We have engaged consultants to better understand Sentosa’s carbon profile based on a methodology that is streamlined to the hotel, attractions and F&B sectors. Through this data-driven approach, we helped businesses on the island understand the requirements of international standards like the Greenhouse Gas Protocol. This better enables businesses to measure and take actions to mitigate their own carbon footprint.
We are also exploring destination certification by the Global Sustainability Tourism Council so that we are benchmarked against best practices in the tourism industry. SDC has also begun publishing an annual Sustainability Report which outlines how we are progressing vis-à-vis our island-wide sustainability goals.
Surveys say travellers want to stay in sustainable accommodation and be more sustainable, but how many of such travellers actually walk the talk in the face of potentially higher prices?
Contrary to popular belief, the pursuit of sustainability can potentially result in better and more cost-effective solutions as technology and markets mature, which can then be enjoyed by consumers. For example, solar energy is already one of the cheaper energy sources available on the market today.

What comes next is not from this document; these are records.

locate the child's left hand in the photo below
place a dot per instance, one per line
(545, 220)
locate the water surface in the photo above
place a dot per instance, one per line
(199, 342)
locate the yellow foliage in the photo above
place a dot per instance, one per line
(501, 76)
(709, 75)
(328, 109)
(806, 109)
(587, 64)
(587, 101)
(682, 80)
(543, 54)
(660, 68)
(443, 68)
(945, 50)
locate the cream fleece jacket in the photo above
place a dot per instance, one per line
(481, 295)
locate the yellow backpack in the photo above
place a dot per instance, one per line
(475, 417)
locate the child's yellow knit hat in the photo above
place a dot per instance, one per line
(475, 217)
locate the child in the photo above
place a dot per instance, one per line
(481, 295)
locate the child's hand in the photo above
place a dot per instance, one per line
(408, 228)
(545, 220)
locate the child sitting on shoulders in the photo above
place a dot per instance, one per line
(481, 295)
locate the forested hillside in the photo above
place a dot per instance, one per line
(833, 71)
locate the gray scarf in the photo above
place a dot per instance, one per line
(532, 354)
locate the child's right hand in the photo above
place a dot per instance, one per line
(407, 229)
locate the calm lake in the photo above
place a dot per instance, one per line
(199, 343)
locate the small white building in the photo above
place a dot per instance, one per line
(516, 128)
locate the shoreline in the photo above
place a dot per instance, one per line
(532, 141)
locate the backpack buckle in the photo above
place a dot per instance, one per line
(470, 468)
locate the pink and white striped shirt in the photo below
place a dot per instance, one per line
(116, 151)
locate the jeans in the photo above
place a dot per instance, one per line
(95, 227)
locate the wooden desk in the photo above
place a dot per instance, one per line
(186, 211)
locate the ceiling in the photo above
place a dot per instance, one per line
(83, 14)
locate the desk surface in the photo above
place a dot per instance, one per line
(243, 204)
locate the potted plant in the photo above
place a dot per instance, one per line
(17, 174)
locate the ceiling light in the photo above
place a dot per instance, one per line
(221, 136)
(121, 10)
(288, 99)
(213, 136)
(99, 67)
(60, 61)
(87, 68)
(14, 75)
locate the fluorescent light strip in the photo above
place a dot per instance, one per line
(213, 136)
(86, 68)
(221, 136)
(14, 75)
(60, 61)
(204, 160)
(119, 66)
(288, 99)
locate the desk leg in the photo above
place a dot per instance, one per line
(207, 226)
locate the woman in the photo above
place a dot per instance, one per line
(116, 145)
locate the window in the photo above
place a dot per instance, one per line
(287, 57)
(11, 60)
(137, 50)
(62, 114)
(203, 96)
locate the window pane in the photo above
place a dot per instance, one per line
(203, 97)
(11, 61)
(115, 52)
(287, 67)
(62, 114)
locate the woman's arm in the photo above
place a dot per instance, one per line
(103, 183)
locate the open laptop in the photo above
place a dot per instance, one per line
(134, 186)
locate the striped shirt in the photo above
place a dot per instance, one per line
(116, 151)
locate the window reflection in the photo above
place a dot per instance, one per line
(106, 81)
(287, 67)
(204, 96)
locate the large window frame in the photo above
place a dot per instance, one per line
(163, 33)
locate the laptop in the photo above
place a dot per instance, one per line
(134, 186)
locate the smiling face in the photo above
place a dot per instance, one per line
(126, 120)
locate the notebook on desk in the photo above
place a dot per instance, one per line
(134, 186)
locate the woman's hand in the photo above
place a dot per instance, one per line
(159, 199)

Increasingly, sustainable businesses are proving to be better businesses, from a risk, brand and bottom-line perspective.
During the recent SingapoReimagine Global Conversations forum, titled Reimagine Sustainability: Think Circular, Travel Better, where I was a panellist, I shared about how regulations and technology have evolved to underscore sustainability as a fundamental practice for managing enterprises, and how sustainable businesses will be in good position to capitalise on their advantage and pass on more value to their guests.

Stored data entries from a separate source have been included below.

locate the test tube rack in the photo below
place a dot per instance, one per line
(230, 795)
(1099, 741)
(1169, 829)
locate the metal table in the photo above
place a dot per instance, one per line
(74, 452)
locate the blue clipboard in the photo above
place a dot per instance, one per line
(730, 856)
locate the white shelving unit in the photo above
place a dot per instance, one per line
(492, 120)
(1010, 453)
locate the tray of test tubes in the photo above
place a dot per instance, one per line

It is also important for topics like these to be discussed on platforms such as SingapoReimagine Global Conversations, where stakeholders and experts can come together to share ideas and insights on how businesses can become more sustainable.
While traveller purchase preferences will vary across a wide spectrum, it is undeniable there is clear movement of consumer preferences for sustainable options, especially among the younger audience. This shift in the needs of the post-pandemic traveller was identified at the first SingapoReimagine Global Conversations forum last year, where it was found that sustainable travel experiences have climbed up the ladder of priorities when travellers are deciding where they want to visit.
Ultimately, we want to engage all our guests through differentiated leisure offerings to encourage them towards a sustainable lifestyle. These efforts include creating a greater appreciation of how a green hotel operates, highlighting nature and heritage offerings, or providing carbon-reduced or carbon-neutralised event options.
How is Sentosa planning to promote sustainable consumption habits among visitors?
Over the past two years, we have seen an upsurge in interest in Sentosa’s nature and heritage. Tapping on this renewed interest, we have also invested more effort into raising awareness of the need to protect our habitats.
An example of these efforts is guided tours to Tanjong Rimau, a pristine rocky shoreline on the western side of Sentosa which is home to thriving intertidal biodiversity, where we highlight the importance of conservation. We are heartened by the strong public interest in this activity.
Earlier in February, we also saw the gazetting of Fort Siloso as Singapore’s 74th National Monument. The Fort, which is Singapore’s best-preserved 19th-century fort, has also seen a resurgence in interest, with guests wanting to experience the rich history and heritage of the site.
Building on the interest of Fort Siloso, we have worked with universities and fellow government agencies to carry out nature and heritage conservation research at the fort, as well as education and outreach efforts with schools and communities to educate the public on its significance.
As the result of a three-year collaboration with the National Heritage Board, we recently launched the Sentosa Heritage Trail. The trails allow guests to discover the island through self-guided walks, navigating various heritage markers that will enrich guests’ knowledge of Sentosa’s history.